Hastings noted of at least two different forms of contamination involved in the Houston and Panama off-spec cases; some showed evidence of chemical waste related to bisphenol manufacturing operations, others showing evidence of bio-derived contaminants including Tall Oil, a bi-product from the timber industry.
Current standard ISO 8217 test requirements involve the determination of a series of physical and chemical characteristics, and include tests designed to assess the levels of normal manufacturing and handing impurities.
However, these do not include tests and limits for all possible contaminants that might occasionally finding their way into marine bunker fuels.

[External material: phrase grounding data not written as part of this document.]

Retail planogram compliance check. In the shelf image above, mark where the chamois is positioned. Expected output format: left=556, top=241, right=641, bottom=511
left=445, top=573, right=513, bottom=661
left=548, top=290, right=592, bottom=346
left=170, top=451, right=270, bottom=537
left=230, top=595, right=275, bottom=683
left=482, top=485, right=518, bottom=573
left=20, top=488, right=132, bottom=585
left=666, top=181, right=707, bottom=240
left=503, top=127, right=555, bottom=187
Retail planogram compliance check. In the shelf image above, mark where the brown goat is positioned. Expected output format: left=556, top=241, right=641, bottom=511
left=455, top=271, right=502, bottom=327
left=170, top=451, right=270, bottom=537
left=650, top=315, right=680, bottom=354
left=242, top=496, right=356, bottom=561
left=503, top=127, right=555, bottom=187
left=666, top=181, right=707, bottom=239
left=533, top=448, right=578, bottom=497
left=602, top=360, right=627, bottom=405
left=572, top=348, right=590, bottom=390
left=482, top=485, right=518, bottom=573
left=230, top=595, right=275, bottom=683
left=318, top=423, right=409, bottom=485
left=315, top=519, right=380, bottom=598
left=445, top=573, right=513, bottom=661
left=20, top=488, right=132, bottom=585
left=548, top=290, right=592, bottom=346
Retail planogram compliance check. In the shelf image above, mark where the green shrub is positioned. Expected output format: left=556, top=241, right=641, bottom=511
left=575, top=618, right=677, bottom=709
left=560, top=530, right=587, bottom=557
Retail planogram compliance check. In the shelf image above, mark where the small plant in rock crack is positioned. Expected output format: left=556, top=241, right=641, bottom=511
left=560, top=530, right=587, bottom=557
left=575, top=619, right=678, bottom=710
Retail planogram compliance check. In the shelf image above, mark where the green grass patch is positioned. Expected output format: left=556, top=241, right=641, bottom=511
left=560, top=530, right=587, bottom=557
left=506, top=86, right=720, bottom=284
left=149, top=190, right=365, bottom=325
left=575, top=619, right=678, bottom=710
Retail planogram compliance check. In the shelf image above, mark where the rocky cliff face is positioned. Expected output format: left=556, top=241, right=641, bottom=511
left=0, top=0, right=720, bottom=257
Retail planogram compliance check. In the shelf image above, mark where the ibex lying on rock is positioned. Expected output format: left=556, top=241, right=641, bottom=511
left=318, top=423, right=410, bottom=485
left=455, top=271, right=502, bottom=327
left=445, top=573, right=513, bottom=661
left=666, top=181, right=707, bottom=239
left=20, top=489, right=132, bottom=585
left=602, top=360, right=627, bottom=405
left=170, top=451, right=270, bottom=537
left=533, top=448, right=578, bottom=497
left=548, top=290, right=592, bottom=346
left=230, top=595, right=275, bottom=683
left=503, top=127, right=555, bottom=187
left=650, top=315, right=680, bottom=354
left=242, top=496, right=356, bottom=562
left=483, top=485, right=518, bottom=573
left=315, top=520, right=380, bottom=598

“[…] And there are materials which can adversely affect the fitness of fuel for use in a marine engine, the presence of which will not necessarily be revealed by the basic Table 1 (distillate fuels) or Table 2 (residual marine fuels) Test Requirements,” she notes.
“At present, there are only a limited number of laboratories worldwide that have the facilities to conduct the appropriate range of analyses that may be required to get to the root of the problem and, as such, scheduling is not easy at present, and the usual 24 hour turnaround, normally obtained in fuel testing programmes for the standard ISO 8217 Table 2 tests, largely unattainable for the more detailed investigative analyses.”
While sticking fuel pumps have been the only indication of a problem, Hastings recommends engineers to stop using the fuel immediately when discovering blockages of the filters.
“Stop using the fuel and segregate if possible,” she advises.
“You should retain fuel samples for laboratory analysis and any damaged/seized components (fuel injection pump barrels/plungers) should be retained for metallurgical examination/analysis.
“However, do not expect laboratory results promptly at this time – they are all congested.”